Ligand modification provides a route to improve the stability and reactivity of metal nanoparticles for electrocatalytic reactions. Recent studies showed that using polymer N-heterocyclic carbenes and thiols of different hydrophilicity, including hydrophobic polystyrene (PS), hydrophilic polyethylene oxide (PEO), and zwitterionic poly(2-methacryloyloxyethyl phosphoryl choline) (polyMPC) and poly(poly(perfluoro-n-octyl 2-methacryloyloxyethyl choline phosphate) (poly(PFO-MCP)), the electrochemical CO2 reduction reactions on gold nanoparticles can achieve a CO Faradaic efficiency of over 90% (NHC-PS) and 80% (trithioester-poly(PFO-MCP)) while the partial current density for hydrogen evolution reactions decrease by more than 50%.1,2 To improve the understanding of how polymer ligands modulate the reaction microenvironment, molecular dynamics simulations were employed to investigate gold surfaces functionalized by the four different polymer ligands.
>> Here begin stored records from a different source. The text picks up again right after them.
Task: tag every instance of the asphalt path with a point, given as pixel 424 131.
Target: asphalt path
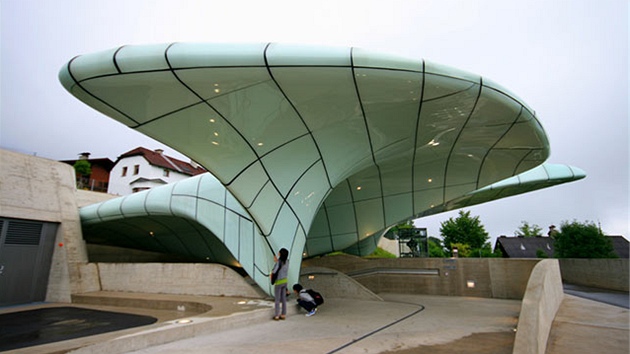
pixel 610 297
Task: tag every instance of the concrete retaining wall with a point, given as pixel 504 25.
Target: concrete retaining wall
pixel 492 277
pixel 598 273
pixel 541 302
pixel 39 189
pixel 333 284
pixel 173 278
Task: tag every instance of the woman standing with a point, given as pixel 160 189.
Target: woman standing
pixel 280 289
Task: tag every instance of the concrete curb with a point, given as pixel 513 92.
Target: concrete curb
pixel 171 331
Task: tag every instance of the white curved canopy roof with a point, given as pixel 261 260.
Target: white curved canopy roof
pixel 313 149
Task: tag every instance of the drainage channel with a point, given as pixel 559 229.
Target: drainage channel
pixel 354 341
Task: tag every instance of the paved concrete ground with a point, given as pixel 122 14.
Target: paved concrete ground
pixel 586 326
pixel 401 324
pixel 346 326
pixel 610 297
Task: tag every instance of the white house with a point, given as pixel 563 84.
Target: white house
pixel 141 169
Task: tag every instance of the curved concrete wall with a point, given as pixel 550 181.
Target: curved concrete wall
pixel 174 278
pixel 493 277
pixel 542 299
pixel 598 273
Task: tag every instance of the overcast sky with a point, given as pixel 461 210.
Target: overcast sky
pixel 567 59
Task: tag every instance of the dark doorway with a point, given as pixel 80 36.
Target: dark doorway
pixel 35 327
pixel 26 248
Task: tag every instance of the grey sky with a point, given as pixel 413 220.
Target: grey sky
pixel 566 59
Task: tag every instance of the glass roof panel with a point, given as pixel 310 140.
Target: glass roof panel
pixel 330 108
pixel 341 219
pixel 199 133
pixel 397 207
pixel 391 102
pixel 142 58
pixel 308 194
pixel 370 216
pixel 366 184
pixel 558 171
pixel 266 208
pixel 339 195
pixel 262 115
pixel 211 189
pixel 494 108
pixel 300 154
pixel 500 164
pixel 443 70
pixel 133 204
pixel 319 226
pixel 210 83
pixel 426 199
pixel 366 58
pixel 95 64
pixel 249 183
pixel 343 241
pixel 305 55
pixel 191 55
pixel 142 96
pixel 158 200
pixel 396 176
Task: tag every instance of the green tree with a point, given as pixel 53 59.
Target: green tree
pixel 436 248
pixel 464 230
pixel 527 230
pixel 582 240
pixel 83 168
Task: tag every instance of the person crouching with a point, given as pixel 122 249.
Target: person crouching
pixel 305 300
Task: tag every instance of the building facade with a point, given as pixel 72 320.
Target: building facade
pixel 141 169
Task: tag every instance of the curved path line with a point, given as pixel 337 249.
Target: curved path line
pixel 354 341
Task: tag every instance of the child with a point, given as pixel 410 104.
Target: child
pixel 305 300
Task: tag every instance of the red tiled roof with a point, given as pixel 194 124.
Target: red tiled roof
pixel 161 160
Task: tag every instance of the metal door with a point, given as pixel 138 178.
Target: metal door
pixel 25 253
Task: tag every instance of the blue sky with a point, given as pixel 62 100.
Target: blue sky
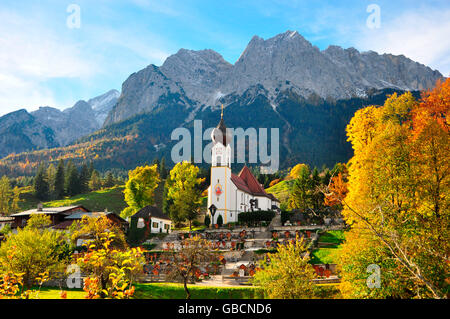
pixel 43 62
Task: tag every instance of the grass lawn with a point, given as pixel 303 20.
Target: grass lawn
pixel 324 256
pixel 55 293
pixel 332 236
pixel 194 228
pixel 168 291
pixel 110 198
pixel 281 190
pixel 328 255
pixel 176 291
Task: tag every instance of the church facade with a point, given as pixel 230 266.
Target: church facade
pixel 232 194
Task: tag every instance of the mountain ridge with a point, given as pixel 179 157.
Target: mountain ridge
pixel 286 61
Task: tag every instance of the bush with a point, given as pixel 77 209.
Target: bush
pixel 207 220
pixel 285 216
pixel 220 221
pixel 196 223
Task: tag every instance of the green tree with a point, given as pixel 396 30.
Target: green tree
pixel 41 186
pixel 84 179
pixel 109 180
pixel 302 190
pixel 288 275
pixel 51 174
pixel 140 188
pixel 184 191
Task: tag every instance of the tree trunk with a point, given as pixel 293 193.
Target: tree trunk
pixel 188 293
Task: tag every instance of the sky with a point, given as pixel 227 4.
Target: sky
pixel 56 52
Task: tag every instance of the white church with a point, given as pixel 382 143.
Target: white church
pixel 231 194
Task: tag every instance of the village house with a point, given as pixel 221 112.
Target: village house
pixel 159 222
pixel 57 214
pixel 63 217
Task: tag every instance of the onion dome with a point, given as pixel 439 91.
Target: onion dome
pixel 220 134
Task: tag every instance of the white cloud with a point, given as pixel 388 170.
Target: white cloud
pixel 30 55
pixel 157 6
pixel 422 35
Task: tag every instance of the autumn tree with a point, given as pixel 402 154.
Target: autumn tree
pixel 110 271
pixel 59 180
pixel 184 191
pixel 288 275
pixel 140 188
pixel 84 179
pixel 72 182
pixel 297 170
pixel 9 198
pixel 41 186
pixel 94 229
pixel 397 198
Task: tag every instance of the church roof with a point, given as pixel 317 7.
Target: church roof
pixel 219 133
pixel 153 211
pixel 245 181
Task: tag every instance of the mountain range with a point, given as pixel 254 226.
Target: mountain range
pixel 50 127
pixel 284 82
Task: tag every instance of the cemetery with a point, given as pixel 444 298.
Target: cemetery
pixel 240 250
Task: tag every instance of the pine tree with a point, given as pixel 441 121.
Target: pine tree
pixel 59 180
pixel 41 187
pixel 84 179
pixel 163 169
pixel 72 180
pixel 95 182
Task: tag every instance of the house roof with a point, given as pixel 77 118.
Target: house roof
pixel 248 183
pixel 64 225
pixel 79 215
pixel 48 210
pixel 153 211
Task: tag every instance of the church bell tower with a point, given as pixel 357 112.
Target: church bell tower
pixel 220 172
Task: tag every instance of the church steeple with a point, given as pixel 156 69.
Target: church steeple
pixel 220 134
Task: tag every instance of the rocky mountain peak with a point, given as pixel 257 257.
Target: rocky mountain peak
pixel 287 61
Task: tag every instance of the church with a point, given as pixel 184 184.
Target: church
pixel 230 194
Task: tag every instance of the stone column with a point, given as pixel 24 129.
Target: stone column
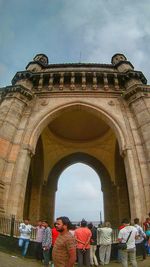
pixel 138 102
pixel 134 187
pixel 17 190
pixel 48 202
pixel 14 100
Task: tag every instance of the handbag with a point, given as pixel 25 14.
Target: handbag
pixel 123 246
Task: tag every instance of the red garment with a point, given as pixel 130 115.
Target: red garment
pixel 55 233
pixel 146 225
pixel 121 227
pixel 83 234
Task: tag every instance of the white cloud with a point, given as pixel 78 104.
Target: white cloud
pixel 79 193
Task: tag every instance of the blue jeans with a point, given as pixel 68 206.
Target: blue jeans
pixel 24 243
pixel 46 256
pixel 131 253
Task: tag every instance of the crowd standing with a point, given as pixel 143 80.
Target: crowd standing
pixel 65 244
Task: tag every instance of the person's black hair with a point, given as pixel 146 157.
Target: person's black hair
pixel 65 220
pixel 45 221
pixel 125 221
pixel 83 223
pixel 136 220
pixel 90 225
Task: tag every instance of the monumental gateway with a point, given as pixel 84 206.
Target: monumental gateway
pixel 54 115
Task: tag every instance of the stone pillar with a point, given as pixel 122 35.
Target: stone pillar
pixel 138 104
pixel 15 204
pixel 48 202
pixel 14 100
pixel 137 207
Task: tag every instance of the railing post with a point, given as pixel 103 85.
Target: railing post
pixel 12 225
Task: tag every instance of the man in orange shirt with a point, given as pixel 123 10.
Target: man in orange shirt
pixel 64 250
pixel 83 236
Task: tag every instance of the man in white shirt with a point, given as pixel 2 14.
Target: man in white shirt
pixel 25 232
pixel 141 237
pixel 131 249
pixel 104 239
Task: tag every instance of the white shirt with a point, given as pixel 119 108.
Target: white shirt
pixel 141 234
pixel 104 235
pixel 25 230
pixel 124 233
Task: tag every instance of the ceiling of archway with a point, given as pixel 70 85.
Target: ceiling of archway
pixel 78 125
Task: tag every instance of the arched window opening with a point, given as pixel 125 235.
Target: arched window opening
pixel 79 194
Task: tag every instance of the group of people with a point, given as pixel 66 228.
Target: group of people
pixel 66 243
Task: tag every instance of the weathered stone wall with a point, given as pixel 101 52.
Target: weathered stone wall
pixel 116 97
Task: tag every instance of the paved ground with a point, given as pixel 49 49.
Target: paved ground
pixel 11 260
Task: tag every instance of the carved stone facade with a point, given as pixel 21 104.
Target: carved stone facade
pixel 54 115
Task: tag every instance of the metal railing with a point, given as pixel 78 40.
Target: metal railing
pixel 10 226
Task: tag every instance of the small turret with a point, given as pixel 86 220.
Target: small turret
pixel 121 63
pixel 39 62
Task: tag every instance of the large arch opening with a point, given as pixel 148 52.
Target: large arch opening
pixel 79 194
pixel 77 134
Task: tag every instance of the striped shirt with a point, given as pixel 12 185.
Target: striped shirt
pixel 61 248
pixel 47 237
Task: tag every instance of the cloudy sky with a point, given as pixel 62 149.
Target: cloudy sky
pixel 66 29
pixel 74 31
pixel 83 197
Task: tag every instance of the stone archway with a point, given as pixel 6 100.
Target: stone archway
pixel 87 150
pixel 115 99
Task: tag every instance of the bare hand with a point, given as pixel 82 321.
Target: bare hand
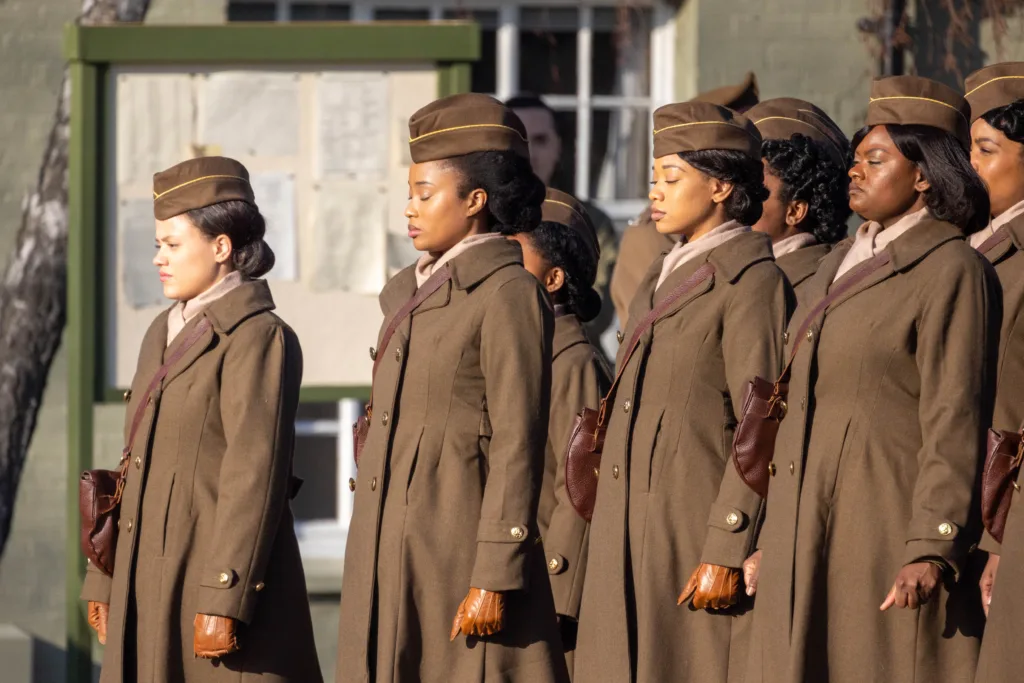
pixel 752 571
pixel 988 581
pixel 913 586
pixel 98 612
pixel 481 613
pixel 712 587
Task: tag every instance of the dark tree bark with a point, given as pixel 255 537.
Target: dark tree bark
pixel 34 286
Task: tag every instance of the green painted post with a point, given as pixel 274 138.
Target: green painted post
pixel 80 341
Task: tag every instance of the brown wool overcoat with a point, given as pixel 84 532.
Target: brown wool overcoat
pixel 880 453
pixel 1001 658
pixel 669 442
pixel 450 480
pixel 207 495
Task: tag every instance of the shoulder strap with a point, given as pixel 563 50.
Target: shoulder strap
pixel 698 276
pixel 845 284
pixel 188 342
pixel 433 284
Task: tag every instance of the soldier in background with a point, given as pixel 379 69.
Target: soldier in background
pixel 641 242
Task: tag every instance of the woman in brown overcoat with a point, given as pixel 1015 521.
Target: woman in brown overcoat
pixel 444 572
pixel 208 584
pixel 870 515
pixel 672 418
pixel 562 253
pixel 996 97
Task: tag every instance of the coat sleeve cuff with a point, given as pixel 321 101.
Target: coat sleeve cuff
pixel 96 587
pixel 502 550
pixel 731 535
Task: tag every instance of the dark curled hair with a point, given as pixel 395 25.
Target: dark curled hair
pixel 956 195
pixel 244 225
pixel 809 174
pixel 745 174
pixel 1008 120
pixel 514 193
pixel 564 248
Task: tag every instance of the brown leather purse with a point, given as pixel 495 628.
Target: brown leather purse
pixel 583 457
pixel 99 492
pixel 765 403
pixel 361 427
pixel 998 481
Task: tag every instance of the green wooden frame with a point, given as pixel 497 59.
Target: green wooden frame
pixel 91 51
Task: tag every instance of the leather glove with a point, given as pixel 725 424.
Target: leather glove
pixel 481 613
pixel 988 581
pixel 913 586
pixel 98 612
pixel 712 587
pixel 215 636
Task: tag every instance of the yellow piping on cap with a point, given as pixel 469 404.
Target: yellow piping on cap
pixel 474 125
pixel 924 99
pixel 993 80
pixel 157 196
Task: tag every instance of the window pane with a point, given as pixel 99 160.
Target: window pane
pixel 310 11
pixel 548 50
pixel 251 11
pixel 400 14
pixel 483 73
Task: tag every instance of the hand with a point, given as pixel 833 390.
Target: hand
pixel 214 637
pixel 712 587
pixel 988 581
pixel 913 586
pixel 481 613
pixel 97 619
pixel 752 571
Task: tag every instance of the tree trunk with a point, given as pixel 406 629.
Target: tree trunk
pixel 34 286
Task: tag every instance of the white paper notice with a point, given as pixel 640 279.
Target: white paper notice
pixel 138 275
pixel 251 114
pixel 155 124
pixel 352 116
pixel 275 199
pixel 349 240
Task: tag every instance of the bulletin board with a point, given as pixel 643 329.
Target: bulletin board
pixel 318 115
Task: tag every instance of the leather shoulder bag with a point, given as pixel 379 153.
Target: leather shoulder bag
pixel 583 457
pixel 99 492
pixel 765 402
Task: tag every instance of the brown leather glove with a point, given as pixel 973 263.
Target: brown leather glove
pixel 98 612
pixel 481 613
pixel 712 587
pixel 215 636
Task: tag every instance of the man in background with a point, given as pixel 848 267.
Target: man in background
pixel 641 242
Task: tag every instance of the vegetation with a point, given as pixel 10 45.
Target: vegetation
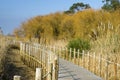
pixel 77 7
pixel 79 44
pixel 88 24
pixel 111 5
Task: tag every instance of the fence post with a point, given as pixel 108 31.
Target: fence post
pixel 115 68
pixel 16 77
pixel 88 61
pixel 78 56
pixel 55 70
pixel 95 62
pixel 83 60
pixel 70 56
pixel 100 56
pixel 74 55
pixel 38 75
pixel 106 68
pixel 50 71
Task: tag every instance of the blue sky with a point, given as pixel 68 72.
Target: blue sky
pixel 14 12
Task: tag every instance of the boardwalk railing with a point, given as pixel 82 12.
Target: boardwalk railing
pixel 102 65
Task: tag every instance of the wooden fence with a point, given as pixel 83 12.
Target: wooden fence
pixel 45 60
pixel 102 65
pixel 40 58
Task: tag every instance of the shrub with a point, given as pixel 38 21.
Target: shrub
pixel 78 44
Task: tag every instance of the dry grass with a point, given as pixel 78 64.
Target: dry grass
pixel 11 65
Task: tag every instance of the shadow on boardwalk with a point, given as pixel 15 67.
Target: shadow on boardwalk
pixel 69 71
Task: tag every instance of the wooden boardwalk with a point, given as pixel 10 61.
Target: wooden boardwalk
pixel 69 71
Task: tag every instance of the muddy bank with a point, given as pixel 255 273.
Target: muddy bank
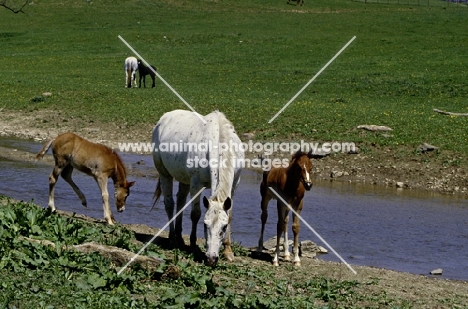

The simulations showed that despite the low solubility of water in PS, the limited surface grafting density creates significant free volume in the PS ligand layer, leading to large droplets of water clusters, as characterized by short-range hydrogen bonding and a lack of long-range order. In contrast, water permeates into the fluorinated zwitterionic poly(PFO-MCP) layer more extensively to form diffuse, continuous chains that adsorb preferentially on the zwitterions. Dissolved CO2 molecules are preferentially located in the ligand layer of these two polymers while their diffusion exhibits strong anisotropy in the zwitterionic case. These results provide insights into the rich solution microenvironments that can be created by designer polymer ligands, suggesting new venues for reactivity control in electrochemical reactions.
References
(1) Luo, Q.; et al. Why Surface Hydrophobicity Promotes CO2 Electroreduction: A Case Study of Hydrophobic Polymer N -Heterocyclic Carbenes. Chem. Sci. 2023, 14, 9664–9677.
(2) Luo, Q.; et al. Fluorinated Polymer Zwitterions on Gold Nanoparticles: Patterned Catalyst Surfaces Guide Interfacial Transport and Electrochemical CO2 Reduction. Nanoscale 2024, 16, 15558–15567.